Can I just also say that I love just about any recipe that has poblanos? Don’t be afraid to try them if you haven’t, I consider them to be more mild and flavorful than jalepenos. To be quite honest, I sometimes add more than the recipe calls for! But then, I also love the cherry tomatoes. Some of the dressing gets stirred into them directly. Really, all these veggie bowl elements are as delicious as they are beautiful in the pictures.

Warm southwestern veggies with honey lime dressing over a bed of beans and rice

Southwesten Veggie Bowl

Yield: 6
Prep Time: 10 minutes
Cook Time: 20 minutes
Total Time: 30 minutes

Toasty poblano peppers, juicy cherry tomatoes, roasted corn and zingy honey lime dressing make this a summer favorite that won't heat up your kitchen.

Ingredients

  • 1 cup rice
  • 5Tbsp. + 2 tsp. olive oil
  • 2 1/2 tsp. chili powder
  • 2 (15.5oz) cans black beans, drained and rinsed
  • 1 tsp. salt
  • 1/2 tsp. black pepper
  • 2 poblano peppers, seeded and thinly sliced
  • 1 1/2 cups frozen roasted corn, thawed*
  • 1/3 cup lime juice
  • 2 Tbsp. chopped cilantro
  • 2 tsp. honey
  • 16oz cherry tomatoes, halved
  • 1 avocado, peeled, pitted and sliced

Instructions

    1. Combine rice, 2 cups water, 2 tsp of oil, and 2 tsp of chili powder in a medium saucepan. Bring to a bowl; cover and reduce heat to medium low. Simmer for 20 minutes. Uncover and gently stir in black beans, 1/2 tsp salt and 1/8 tsp of black pepper. Cover and let stand 5 minutes.
    2. Meanwhile, heat 1 tbsp of oil in a medium skillet over medium high heat. Add poblano peppers and cook, stirring 4 minutes. Season with salt.
    3. Microwave corn for 1 to 2 minutes and season with salt and pepper.
    4. For dressing, whisk together lime juice, cilantro, honey, 1/2 tsp chili powder, 1/4 tsp salt and 1/8 tsp pepper. While whisking, slowly pour in remaining 4 tbsp oil. Drizzle a few tablespoons over tomatoes and toss to coat.
    5. To assemble: Spoon rice and beans into six bowls. Top with peppers, corn, tomatoes, and avocado. Drizzle with dressing and serve.

Notes

*I've never found frozen roasted corn.
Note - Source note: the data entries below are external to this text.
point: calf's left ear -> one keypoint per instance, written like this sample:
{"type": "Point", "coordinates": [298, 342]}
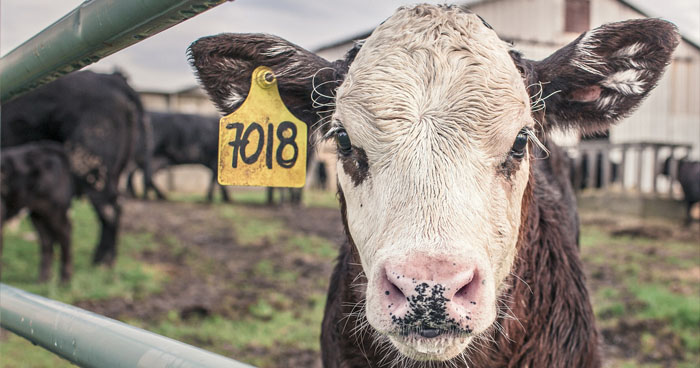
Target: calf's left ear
{"type": "Point", "coordinates": [603, 75]}
{"type": "Point", "coordinates": [224, 64]}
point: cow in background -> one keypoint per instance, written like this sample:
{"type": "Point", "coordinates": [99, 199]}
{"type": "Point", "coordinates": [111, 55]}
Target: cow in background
{"type": "Point", "coordinates": [97, 118]}
{"type": "Point", "coordinates": [37, 176]}
{"type": "Point", "coordinates": [180, 139]}
{"type": "Point", "coordinates": [689, 178]}
{"type": "Point", "coordinates": [462, 244]}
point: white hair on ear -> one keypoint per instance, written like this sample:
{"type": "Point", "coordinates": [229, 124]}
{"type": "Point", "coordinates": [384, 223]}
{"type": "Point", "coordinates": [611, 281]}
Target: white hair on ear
{"type": "Point", "coordinates": [585, 58]}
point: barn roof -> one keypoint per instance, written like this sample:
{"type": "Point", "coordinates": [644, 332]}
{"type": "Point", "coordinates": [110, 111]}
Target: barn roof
{"type": "Point", "coordinates": [688, 25]}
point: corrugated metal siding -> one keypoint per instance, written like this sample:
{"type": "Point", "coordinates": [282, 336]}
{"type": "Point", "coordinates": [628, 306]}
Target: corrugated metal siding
{"type": "Point", "coordinates": [670, 114]}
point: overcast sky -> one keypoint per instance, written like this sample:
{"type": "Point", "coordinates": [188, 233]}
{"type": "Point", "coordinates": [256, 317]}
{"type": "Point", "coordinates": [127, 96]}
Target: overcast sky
{"type": "Point", "coordinates": [159, 62]}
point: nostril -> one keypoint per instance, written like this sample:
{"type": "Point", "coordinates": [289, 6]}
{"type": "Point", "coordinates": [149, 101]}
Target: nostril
{"type": "Point", "coordinates": [430, 332]}
{"type": "Point", "coordinates": [392, 290]}
{"type": "Point", "coordinates": [467, 287]}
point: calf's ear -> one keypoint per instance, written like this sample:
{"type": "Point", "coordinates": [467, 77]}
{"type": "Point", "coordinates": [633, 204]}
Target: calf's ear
{"type": "Point", "coordinates": [603, 75]}
{"type": "Point", "coordinates": [224, 64]}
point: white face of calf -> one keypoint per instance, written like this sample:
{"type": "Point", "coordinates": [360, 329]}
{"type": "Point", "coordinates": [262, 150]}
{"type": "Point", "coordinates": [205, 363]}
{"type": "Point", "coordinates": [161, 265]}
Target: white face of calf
{"type": "Point", "coordinates": [432, 120]}
{"type": "Point", "coordinates": [432, 182]}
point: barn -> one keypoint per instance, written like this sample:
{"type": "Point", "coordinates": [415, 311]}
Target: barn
{"type": "Point", "coordinates": [668, 120]}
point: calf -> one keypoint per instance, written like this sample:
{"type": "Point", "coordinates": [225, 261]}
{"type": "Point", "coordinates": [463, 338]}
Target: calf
{"type": "Point", "coordinates": [462, 232]}
{"type": "Point", "coordinates": [37, 176]}
{"type": "Point", "coordinates": [180, 139]}
{"type": "Point", "coordinates": [97, 117]}
{"type": "Point", "coordinates": [689, 177]}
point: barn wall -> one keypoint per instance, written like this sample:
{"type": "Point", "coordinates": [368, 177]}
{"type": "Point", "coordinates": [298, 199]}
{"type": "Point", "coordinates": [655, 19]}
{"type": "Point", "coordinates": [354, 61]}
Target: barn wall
{"type": "Point", "coordinates": [671, 113]}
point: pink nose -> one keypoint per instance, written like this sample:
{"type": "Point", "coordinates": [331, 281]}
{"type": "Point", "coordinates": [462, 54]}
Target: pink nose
{"type": "Point", "coordinates": [429, 295]}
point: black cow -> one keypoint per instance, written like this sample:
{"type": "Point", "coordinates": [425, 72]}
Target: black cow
{"type": "Point", "coordinates": [37, 176]}
{"type": "Point", "coordinates": [180, 139]}
{"type": "Point", "coordinates": [689, 177]}
{"type": "Point", "coordinates": [97, 117]}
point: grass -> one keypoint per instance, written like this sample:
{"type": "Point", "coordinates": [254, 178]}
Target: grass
{"type": "Point", "coordinates": [265, 328]}
{"type": "Point", "coordinates": [129, 278]}
{"type": "Point", "coordinates": [635, 282]}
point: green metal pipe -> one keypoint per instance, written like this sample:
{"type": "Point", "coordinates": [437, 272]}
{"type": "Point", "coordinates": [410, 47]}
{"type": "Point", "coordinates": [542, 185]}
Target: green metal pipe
{"type": "Point", "coordinates": [93, 30]}
{"type": "Point", "coordinates": [90, 340]}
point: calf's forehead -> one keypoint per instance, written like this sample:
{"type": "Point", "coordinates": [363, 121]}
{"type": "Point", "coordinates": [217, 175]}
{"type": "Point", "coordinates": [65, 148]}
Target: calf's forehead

Using regular corn is fine, but for even better flavor, I like to use a cast iron skillet for the peppers, then remove the peppers from the pan and roast the corn for a few minutes.

Nutrition Information:
Yield: 6 Serving Size: 1
Amount Per Serving: Calories: 215Total Fat: 9gSaturated Fat: 2gTrans Fat: 0gUnsaturated Fat: 6gCholesterol: 4mgSodium: 445mgCarbohydrates: 32gFiber: 7gSugar: 7gProtein: 6g

What is your favorite part of this dish? Do you like to eat each veggie separately or do you stir your whole dish together before devouring?